My other (cheapish) recommended dishes are: chef’s special stewed aubergine, black pepper beef with chrysanthemum flowers, and the winter stewed bamboo shoots (you’ve never tasted bamboo shoots until you’ve had these).
After your meal you will be given a complimentary fruit platter, ornately served above a bowl of dry-ice. They used to offer a free bowl of pudding too but now they don’t. HOWEVER, along with your fruit they will bring you… wait for it… a free strip of double-mint chewing gum (not sugar-free)! The cherry on top, if you ask me.
To conclude this epic review, I will tell of 3 more bonuses of this restaurant.
1) It has western toilets. If you’re out and about and you need a poo - wait ‘till dinner time.
2) It’s within walking distance from lots of bars and clubs.

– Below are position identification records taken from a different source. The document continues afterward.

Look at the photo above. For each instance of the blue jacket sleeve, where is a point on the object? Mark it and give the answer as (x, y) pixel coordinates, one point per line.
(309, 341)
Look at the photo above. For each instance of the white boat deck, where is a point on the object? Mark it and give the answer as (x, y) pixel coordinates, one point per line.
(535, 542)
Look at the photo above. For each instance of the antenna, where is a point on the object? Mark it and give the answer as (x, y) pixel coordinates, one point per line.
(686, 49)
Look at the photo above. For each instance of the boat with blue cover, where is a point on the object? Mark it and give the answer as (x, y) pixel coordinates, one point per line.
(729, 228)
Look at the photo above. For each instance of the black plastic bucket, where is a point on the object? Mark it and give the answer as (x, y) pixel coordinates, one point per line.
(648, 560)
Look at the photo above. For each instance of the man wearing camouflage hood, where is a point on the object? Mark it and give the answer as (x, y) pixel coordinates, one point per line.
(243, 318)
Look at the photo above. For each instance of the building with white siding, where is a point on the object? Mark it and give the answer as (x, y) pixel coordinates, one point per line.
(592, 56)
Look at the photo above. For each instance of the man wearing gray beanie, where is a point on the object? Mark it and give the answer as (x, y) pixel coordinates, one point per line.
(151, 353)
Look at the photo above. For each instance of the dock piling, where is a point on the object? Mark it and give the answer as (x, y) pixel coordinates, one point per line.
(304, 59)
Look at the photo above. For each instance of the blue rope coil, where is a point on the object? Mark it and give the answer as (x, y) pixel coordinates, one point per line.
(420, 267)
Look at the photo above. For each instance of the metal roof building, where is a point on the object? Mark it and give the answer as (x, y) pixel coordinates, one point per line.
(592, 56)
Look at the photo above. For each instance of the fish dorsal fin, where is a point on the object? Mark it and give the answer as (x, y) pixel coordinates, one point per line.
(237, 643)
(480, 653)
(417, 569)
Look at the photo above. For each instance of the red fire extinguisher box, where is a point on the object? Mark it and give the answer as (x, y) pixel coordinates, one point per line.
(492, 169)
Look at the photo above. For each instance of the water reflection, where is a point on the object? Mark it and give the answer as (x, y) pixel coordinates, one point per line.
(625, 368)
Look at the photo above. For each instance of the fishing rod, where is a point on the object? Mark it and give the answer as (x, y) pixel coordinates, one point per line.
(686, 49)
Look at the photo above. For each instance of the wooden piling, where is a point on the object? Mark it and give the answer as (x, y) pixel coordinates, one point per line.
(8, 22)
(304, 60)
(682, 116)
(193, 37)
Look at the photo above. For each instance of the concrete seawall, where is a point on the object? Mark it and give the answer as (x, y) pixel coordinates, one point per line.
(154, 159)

3) It’s ALWAYS very busy so you will have to wait for a table. Why is this a bonus, you ask? Well because while you wait you can drink unlimited free wine! Western wine to boot! FREE! So if you’re waiting for about an hour (which is to be expected) you can literally get wasted… FOR FREE. In fact I will go all the way and recommend that you go at about 6pm on a saturday to really make the most of this fantastic opportunity. You could even factor this in to plans for a big night out - eat somewhere else first and then turn up here and take a number… after about 45 minutes of quaffing just aggressively (but in a distinctly restrained, even polite, way) say you can’t be bothered to wait any longer and then head off to a superclub. I must urge you not to do this too often though as we don’t want to abuse the system to the point that they only offer tea or something. I reckon this is what happened with the puddings - some American probably trundled in hopping from table to table just as the plates were being cleared, big spoon in chubby-hand.